For many Cleveland Catholic families, the Vigil is also when the wider extended family arrives — out-of-town cousins, the parish’s ministers of consolation, the bereavement committee. We hold the space for as long as the family wants it held.
The principal celebration. Held at your home parish — though when needed we coordinate with St. John’s Cathedral, the Shrine of Sts. Cosmas and Damian, the Cathedral of St. John the Evangelist, and any of the seventy-some parishes in the Diocese of Cleveland.
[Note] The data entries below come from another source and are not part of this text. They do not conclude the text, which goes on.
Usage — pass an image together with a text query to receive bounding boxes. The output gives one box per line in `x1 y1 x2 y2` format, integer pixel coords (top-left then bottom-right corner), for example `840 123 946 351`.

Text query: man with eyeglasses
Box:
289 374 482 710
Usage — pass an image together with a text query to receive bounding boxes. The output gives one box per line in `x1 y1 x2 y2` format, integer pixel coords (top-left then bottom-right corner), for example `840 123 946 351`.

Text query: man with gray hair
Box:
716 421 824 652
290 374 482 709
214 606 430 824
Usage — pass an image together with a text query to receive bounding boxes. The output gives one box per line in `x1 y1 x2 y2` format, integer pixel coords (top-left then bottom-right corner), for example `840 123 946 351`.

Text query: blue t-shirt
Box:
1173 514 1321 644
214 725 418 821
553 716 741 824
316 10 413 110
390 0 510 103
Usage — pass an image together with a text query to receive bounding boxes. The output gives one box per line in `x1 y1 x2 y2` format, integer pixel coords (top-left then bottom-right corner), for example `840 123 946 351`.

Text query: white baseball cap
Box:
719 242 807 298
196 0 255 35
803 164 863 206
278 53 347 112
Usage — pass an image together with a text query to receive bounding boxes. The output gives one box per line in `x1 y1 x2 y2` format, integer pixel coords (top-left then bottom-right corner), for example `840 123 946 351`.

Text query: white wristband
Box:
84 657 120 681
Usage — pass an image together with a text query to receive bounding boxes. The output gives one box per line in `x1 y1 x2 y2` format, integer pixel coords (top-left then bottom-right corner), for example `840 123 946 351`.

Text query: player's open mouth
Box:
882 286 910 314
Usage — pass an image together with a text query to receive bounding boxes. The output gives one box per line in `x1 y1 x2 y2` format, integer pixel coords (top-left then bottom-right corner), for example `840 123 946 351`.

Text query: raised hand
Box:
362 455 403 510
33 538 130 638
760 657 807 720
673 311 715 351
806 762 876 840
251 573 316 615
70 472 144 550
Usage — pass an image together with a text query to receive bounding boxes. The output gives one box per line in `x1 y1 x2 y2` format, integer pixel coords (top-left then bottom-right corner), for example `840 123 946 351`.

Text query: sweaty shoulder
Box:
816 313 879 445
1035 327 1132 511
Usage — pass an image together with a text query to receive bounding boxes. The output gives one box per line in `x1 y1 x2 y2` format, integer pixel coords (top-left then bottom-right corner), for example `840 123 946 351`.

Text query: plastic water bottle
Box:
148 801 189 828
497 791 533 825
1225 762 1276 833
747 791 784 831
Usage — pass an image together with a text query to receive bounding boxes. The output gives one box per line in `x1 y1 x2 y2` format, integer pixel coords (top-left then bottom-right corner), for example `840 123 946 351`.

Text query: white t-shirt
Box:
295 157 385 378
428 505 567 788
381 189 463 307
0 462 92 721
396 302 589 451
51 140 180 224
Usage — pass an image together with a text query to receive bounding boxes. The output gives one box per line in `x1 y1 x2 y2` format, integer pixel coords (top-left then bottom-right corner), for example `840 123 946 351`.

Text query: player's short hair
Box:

We arrive at the parish ninety minutes before the Mass. We place the casket at the church door for the reception of the body; we drape the pall (the white linen, signifying baptism); we coordinate the procession. We work with your parish’s music director on the entrance hymn, the Responsorial Psalm, the Offertory, and the Communion music. We do not direct the liturgy — your priest does. We make sure it can happen.
If your family includes those who are not Catholic, we will gently explain the customs (when to stand, sit, kneel; what Communion is and is not) without pressure.
At the cemetery — most often Calvary Cemetery, Holy Cross, St. Joseph, or All Souls. The Rite of Committal is brief and structured: the prayer at the place of committal, the final commendation, the prayer of committal itself, the Lord’s Prayer, and the dismissal. We coordinate with the cemetery, the grave crew, and the family’s schedule for the procession from the parish.
Over four generations, we have served families from St. Ignatius of Antioch, St. Casimir, St. Stanislaus, Our Lady of Mount Carmel (Little Italy), St. Rocco, Holy Rosary, Communion of Saints, St. Dominic, Conversion of St. Paul, and dozens more across the East Side, West Side, and Heights. We know each parish’s music director; we know which pastors prefer which version of the General Intercessions. We do not learn your parish on the fly.
The Catholic Church permits cremation but expresses a clear preference for the burial of the body. When cremation is chosen, the cremains are to be reverently interred or entombed in a sacred place — never scattered, never divided, never kept in the home. We arrange Catholic-appropriate cremation in coordination with your parish. We will not scatter cremains; we will not divide them. We are honest about this when families ask.
A traditional Catholic funeral with full Vigil, Mass, and cemetery interment at Calvary Cemetery typically runs $7,400 to $11,200 depending on casket selection, cemetery fees, and parish customs. We provide a written General Price List at our first conversation; we do not change it after the fact.